On a solid ground. Building software for a 120-year-old research project applying modern engineering practices
There is no doubt that the increasing use of digital methods and tools in the humanities opens up an almost infinite number of new possibilities. At the same time, it is becoming more and more clear that this creates new problems for the humanities. Many software solutions are often ‘quick hacks’—changes to them are time-consuming, lead to errors, and the sustainability of the solution itself is overall questionable. Digital editing projects—which are mostly based on TEI-XML—face this challenge from the beginning: The ‘TEI standard’ is rather a loose collection of recommendations, which necessitates the development of a customized schema (a TEI subset) for project-specific data, so that the edition or encoding guidelines can be enforced and their compliance checked. These machine-readable rules must be supplemented by human-readable guidelines which document the fundamental philological decisions and can be used as a manual for the editors.
The development of such a schema—and the associated workflows—becomes particularly relevant in the context of long-term projects, such as the Collection of Swiss Legal Sources (SLS). Changes to the schema require a continuous conversion of existing datasets. The contribution addresses how practices of modern software development, such as versioning or test-driven development (TDD), can be profitably used for humanities projects. It presents the entire workflow beginning with the creation of a modularized schema for a complex text corpus, which includes texts in German, French, Latin, Italian and Romansh from the 6th to the 18th century, up to the automated verification and publication of the documentation/schema.

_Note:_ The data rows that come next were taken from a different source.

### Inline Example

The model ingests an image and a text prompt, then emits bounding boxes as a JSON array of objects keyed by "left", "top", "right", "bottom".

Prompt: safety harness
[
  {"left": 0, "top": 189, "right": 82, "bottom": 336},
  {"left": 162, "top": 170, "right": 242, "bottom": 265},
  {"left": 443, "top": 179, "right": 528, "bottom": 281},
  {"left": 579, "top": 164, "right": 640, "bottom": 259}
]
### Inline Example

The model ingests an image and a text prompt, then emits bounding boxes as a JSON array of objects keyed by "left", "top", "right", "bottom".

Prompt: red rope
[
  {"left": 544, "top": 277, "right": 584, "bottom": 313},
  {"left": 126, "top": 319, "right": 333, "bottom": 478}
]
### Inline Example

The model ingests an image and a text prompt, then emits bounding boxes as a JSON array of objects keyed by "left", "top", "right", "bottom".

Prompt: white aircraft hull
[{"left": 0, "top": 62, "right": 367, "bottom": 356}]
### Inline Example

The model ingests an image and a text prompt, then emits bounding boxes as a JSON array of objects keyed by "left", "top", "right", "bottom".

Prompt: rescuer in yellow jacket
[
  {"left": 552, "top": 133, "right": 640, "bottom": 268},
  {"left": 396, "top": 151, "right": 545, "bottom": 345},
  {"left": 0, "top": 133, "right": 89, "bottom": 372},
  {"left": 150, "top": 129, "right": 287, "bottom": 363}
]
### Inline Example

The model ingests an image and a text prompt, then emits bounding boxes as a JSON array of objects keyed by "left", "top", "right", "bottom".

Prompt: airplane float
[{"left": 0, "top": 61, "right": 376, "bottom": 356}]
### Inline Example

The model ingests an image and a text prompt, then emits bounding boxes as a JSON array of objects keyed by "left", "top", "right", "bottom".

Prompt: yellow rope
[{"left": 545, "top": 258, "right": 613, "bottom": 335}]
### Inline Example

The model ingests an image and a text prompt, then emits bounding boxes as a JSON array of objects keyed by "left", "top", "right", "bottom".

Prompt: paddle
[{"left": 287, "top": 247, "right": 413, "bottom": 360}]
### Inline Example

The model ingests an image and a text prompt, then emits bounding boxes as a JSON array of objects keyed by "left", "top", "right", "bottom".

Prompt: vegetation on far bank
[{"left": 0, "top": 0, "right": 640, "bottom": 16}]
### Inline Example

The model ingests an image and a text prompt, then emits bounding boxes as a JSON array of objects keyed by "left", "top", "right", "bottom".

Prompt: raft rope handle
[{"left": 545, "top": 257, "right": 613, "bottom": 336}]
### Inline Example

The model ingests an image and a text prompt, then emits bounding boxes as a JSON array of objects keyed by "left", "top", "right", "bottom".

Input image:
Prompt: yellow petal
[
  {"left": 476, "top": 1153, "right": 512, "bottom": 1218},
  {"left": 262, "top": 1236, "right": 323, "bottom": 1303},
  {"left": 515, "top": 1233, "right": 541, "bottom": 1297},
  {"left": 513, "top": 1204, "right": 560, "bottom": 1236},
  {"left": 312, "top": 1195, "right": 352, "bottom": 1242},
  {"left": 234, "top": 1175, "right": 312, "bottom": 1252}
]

software engineering, TEI-XML, digital edition, project organization
Introduction
General Problem Description
Nowadays, software is a central component of every research project. Since the establishment of personal computers digital tools are used for a wide range of tasks, from simple text processing to machine assisted recognition in all sorts of historical documents. Research projects however, in particular those that produce digital scholarly editions, rarely rely just on existing tools, they often create new ones. Starting from the development or customization of own data formats ending with the implementation of often complex web applications for presentation, it is not uncommon for the tools developed in this context to be ‘quick hacks’ rather than well-designed software projects.1 In many cases, this is not a problem at all, because the duration of research projects in the humanities is often rather short (e.g. between three and six years). Software developed in such a short amount of time must first and foremost achieve the project’s goals, and therefore adaptation to other subjects or subsequent use is usually not intended. However, this becomes a problem if the corresponding research project is scheduled for a longer term, or if it is part of a series of projects depending on each other. In this case, quick solutions often become serious issues and are not really FAIR for either internal or external subsequent use. Not least for this reason, this phenomenon is the subject of discussion in the digital humanities community under the heading of research software engineering.2 This paper describes practical experiences from the perspective of a long-term editorial project and explores opportunities for sustainable development practices by utilizing modern methods that have long been established outside the academic world.
The Swiss Law Sources
The Collection of Swiss Law Sources (SLS) is a 120 year old research project that publishes Swiss legal texts in German, French, Latin, Italian and Romansh from the 6th to the 18th century. The edited texts are published in a printed reference publication and in digital form.3 By the time of writing ten edition projects are currently carried out by 23 researchers in three languages throughout Switzerland: In French, volumes are to be published in the cantons of Geneva (1 vol.), Vaud (2 vols.) Neuchatel (1 vol.), Fribourg (1 vol.); in German Valais (1 vol.), Lucerne (2 vols.), Schaffhausen (2 vols.), St. Gallen (1 vol.), Graubünden (1 vol.) and in Italian Ticino (1 vol.). Further editions projects are planned or applied for, while the overall project is scheduled for another ~ 50 years. The entire technical infrastructure is provided and developed by the SLS core team, which consists of the project manager and two members of staff specializing in DH (the authors of this paper). This team is also responsible for coordinating the projects, processing the data, typesetting the printed volumes and digital publishing of the edited texts.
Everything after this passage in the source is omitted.